# did i buy wrong filter pump??!!



## madame loach (Jul 25, 2006)

i just rececntly bought a fluval 305 for my 120litre(27 gallon) tank. i wanted the 205 but the shop i went to, which had 105-405's on sale, were out of stock. now that i have got the thing home, i'm kinda scared that it will create too much agitation in my tank and my poor little guys will end up in some sort of spiralling whirlpool of death??!!! especially after reading "fishies in fluval" and a few other postings....HELP!
should i take it back (it has not been installed yet)???!!


----------



## Damon (Jan 18, 2005)

It could but you could always modify the output and make a spraybar for it. Not sure of the new fluval gph rates. I had a 204 on a 20 high with no problems.


----------



## Vermifugert (Jun 15, 2006)

madame loach said:


> i just rececntly bought a fluval 305 for my 120litre(27 gallon) tank. i wanted the 205 but the shop i went to, which had 105-405's on sale, were out of stock. now that i have got the thing home, i'm kinda scared that it will create too much agitation in my tank and my poor little guys will end up in some sort of spiralling whirlpool of death??!!! especially after reading "fishies in fluval" and a few other postings....HELP!
> should i take it back (it has not been installed yet)???!!
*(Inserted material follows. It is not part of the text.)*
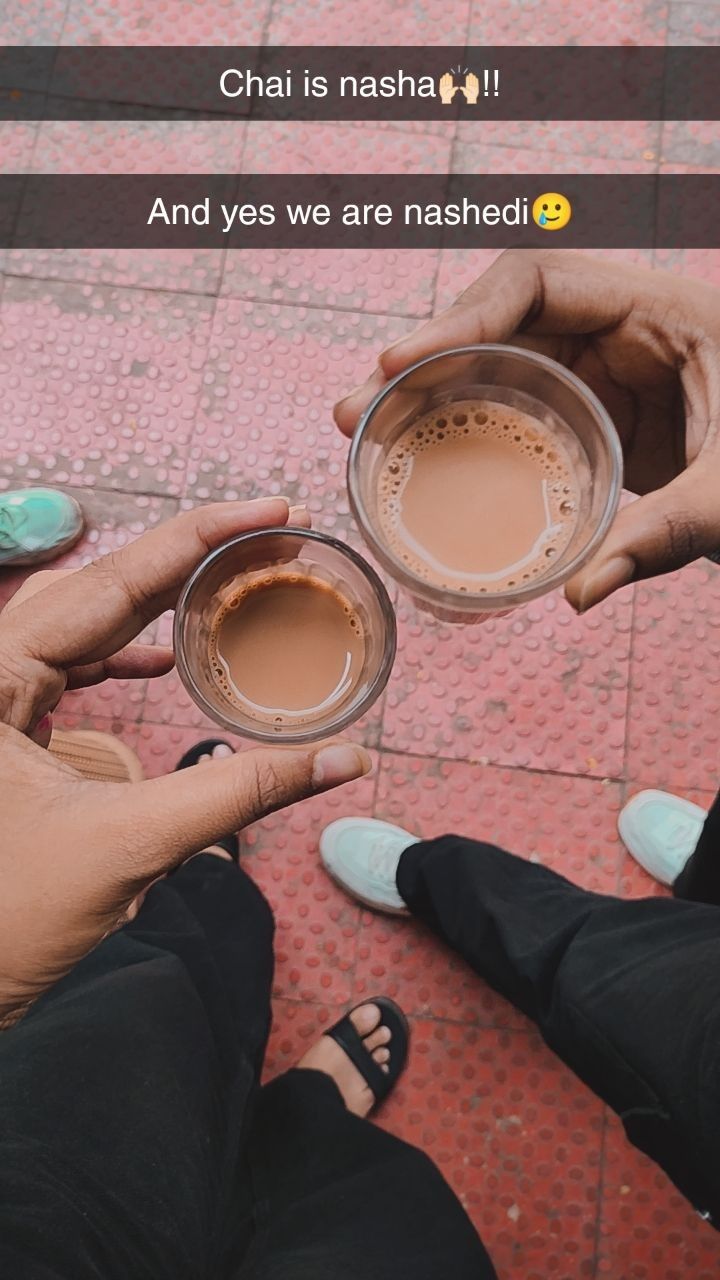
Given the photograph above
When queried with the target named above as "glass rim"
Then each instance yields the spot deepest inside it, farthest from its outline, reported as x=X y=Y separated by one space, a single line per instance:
x=305 y=734
x=468 y=602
A spray bar is a great idea. But the filter comes with everything you need. I have the 305 myself (a great filter BTW) and I can offer a few tips. 
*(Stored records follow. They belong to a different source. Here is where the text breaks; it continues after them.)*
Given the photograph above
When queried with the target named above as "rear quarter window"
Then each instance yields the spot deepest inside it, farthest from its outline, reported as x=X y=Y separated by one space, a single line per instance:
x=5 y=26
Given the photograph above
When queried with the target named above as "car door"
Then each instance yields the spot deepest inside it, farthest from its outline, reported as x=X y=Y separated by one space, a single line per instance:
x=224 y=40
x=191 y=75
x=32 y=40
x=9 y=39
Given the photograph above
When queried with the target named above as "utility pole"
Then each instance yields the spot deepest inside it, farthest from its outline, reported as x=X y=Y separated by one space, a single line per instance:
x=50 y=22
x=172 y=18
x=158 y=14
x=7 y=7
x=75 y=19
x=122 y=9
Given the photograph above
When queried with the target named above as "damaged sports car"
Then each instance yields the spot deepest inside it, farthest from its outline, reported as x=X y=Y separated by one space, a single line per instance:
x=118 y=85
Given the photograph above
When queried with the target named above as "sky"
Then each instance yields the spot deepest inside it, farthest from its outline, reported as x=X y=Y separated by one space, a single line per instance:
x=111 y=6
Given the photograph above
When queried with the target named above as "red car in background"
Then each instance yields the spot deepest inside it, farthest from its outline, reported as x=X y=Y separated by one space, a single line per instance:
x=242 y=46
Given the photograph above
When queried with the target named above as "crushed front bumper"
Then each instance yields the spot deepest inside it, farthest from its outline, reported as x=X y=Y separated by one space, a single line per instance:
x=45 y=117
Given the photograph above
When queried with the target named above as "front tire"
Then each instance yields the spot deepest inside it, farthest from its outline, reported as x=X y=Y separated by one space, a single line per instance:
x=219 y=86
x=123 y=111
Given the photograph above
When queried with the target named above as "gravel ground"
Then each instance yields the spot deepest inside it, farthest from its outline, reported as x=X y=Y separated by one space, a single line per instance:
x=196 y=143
1) You could cut the output hose a little short so the flow is at the top of the tank. (don't cut it too short. Leave enough room incase the water level drops between cleanings.

2) Adjust the angle. Play with he angle of the output and see what’s best for your tank 

3) Deflect the out put. I have a piece of drift wood deflecting mine. 

Remember water agitation is a GOOD thing. Not only does it keep things from settling to the bottom of the tank. The constant turning of the water will introduce more oxygen into the system and help keep the water cool!


----------



## Vermifugert (Jun 15, 2006)

Simpte said:


> It could but you could always modify the output and make a spraybar for it. Not sure of the new fluval gph rates. I had a 204 on a 20 high with no problems.


fluval 305

Aquarium: up to 70 Gallon.
*Pump output:* 260 gph
Filter Circulation: 185 gph.


----------